SARS-Related Travel Advisory for Toronto Lifted
The decision was announced at a news conference by WHO Director-General Dr. Gro Harlem Brundtland after talks with Canadian officials, including the health minister of Ontario, the province where Toronto is located.
“The outbreak [in Toronto] has lower magnitude than seven days ago … so there is a different evaluation one week later,” Brundtland said.
The original WHO decision brought a storm of protest from Canada, which worried about the recommendation’s economic ramifications.
Tuesday’s reversal came after the Canadian delegation stressed to the WHO that over the past 20 days — double the disease’s reported incubation period — no new cases of SARS were reported in Toronto outside of the medical community.
“Dr Brundtland cited three changes in Toronto over the last week. The magnitude of probable SARS cases has decreased. Twenty days have passed since the last cases of community transmission occurred. No new confirmed exportation of cases has occurred,” the WHO said in a statement.
However, the WHO still classifies Toronto as an area affected by SARS.
The Geneva-based United Nations agency continues to advise against all nonessential travel to Hong Kong, the Chinese capital Beijing and the Chinese provinces of Guangdong and Shanxi.
As China continues its struggle with the disease, its leaders stressed Tuesday that “a period of very hard work” would be necessary to control SARS and said that the illness was going to be a long-term problem.
Chinese Prime Minister Wen Jiabao told a news conference after a summit with ten Southeast Asian leaders and Hong Kong Chief Executive Tung Chee-Hwa that China would not cover up incidences of a disease that has killed hundreds and infected thousands of people around the world.
“China is in a time of difficulty,” he said. “There is a need for us to recognize the fact that the SARS epidemic is going to be a long-term, a complex, and relapsing epidemic.”
He said China’s steps to counter the outbreaks were “by far not adequate and certain departments have not done enough.”
But he said he was certain China’s efforts at fighting the disease were working.

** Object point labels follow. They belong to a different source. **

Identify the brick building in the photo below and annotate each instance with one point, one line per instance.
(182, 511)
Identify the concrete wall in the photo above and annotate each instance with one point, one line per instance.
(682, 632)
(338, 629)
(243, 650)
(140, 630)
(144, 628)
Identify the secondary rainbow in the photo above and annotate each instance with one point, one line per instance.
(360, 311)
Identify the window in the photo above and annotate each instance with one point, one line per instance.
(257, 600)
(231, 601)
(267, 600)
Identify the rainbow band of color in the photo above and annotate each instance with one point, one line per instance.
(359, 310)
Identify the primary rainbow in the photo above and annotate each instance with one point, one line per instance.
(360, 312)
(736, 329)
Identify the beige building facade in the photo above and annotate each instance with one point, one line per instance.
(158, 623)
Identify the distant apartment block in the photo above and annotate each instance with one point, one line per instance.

“What we need is time. That is all,” he said. “I am confident that if we can truly implement our measures and after a period of very hard work, SARS can be brought under control.”
Wen said reporting of new cases of SARS in China had improved and that proper recording of all cases was crucial for controlling the disease.
“Reporting the statistics related to the epidemic is not only a legal requirement, but crucial to controlling the disease,” he said.
“We welcome the WHO,” he added. “They may send people wherever they want and to any hospital in China.”
He said China’s plight had received “understanding and sympathy” at Tuesday’s summit.
“No one pointed an accusing finger at anyone,” he said.